Japanese Prints at the Hood Museum of Art - Along the Tokaido highway

The Historical Incident

Chûshingura (A Treasury of Loyal Retainers), perhaps the most popular of all kabuki plays, was based on actual events. In 1701 the shogun chose Lord Asano of the Ako domain to chaperone two representatives of the imperial household during their annual visit to Edo. He was told to seek instruction in the complex protocols associated with such a visit from Moronao, one of the shogun’s ministers. Moronao humiliated Asano in front of his peers after he refused to pay the bribe Moronao expected. Asano drew his sword and wounded Moronao, an act punishable by death, since it occurred within the shogun’s residence. Asano was ordered to commit seppuku (ritual disembowelment). His domain was confiscated and his retainers were released from service, becoming rônin (masterless samurai). Forty-seven of Asano’s retainers plotted for months to avenge their lord’s death. In 1703 they invaded Moronao’s mansion.
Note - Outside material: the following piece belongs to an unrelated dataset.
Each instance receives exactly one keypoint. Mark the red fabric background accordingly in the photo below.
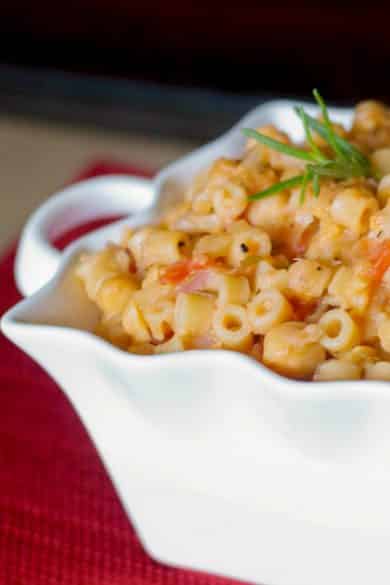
(60, 520)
Moronao was captured, executed, and his head was placed on Asano’s grave. All forty-seven rônin committed seppuku when the shogun condemned them to death for their act.

The Play

The courageous vendetta of the forty-seven rônin quickly captivated public sentiment. One of Edo’s kabuki theaters staged a version of the story a mere two weeks after the rônin committed suicide but the play was quickly banned as it violated laws prohibiting references to contemporary political events. By 1706 the Osaka playwright Chikamatsu Monzaemon was incorporating parts of the vendetta tale into his puppet (bunraku) plays, avoiding censorship by recasting the tale into an earlier era and changing the names of the main characters. Other authors, working over the next four decades, continued to modify the play with new subplots and additional characters until 1748 when Takeda Izumo, Miyoshi Shôraku, and Namiki Senryû penned the version we know today as Chûshingura.

Chûshingura Prints

The success of Chûshingura on the stage prompted print artists to explore its possibilities. Chûshingura series, usually numbering eleven prints (one for each act), proved especially popular. Katsukawa Shunsen’s series, shown here, is a particularly unique example in that his use of Western-style linear perspective facilitated a more thorough retelling of the play. The extended ground plane allowed Shunsen to depict two and sometimes three scenes from each act. Many of the play’s numerous subplots come to life in the middle and background sections of each design. In some prints Shunsen utilized these spaces to restage an act sequentially scene by scene, as it would have performed in the theater.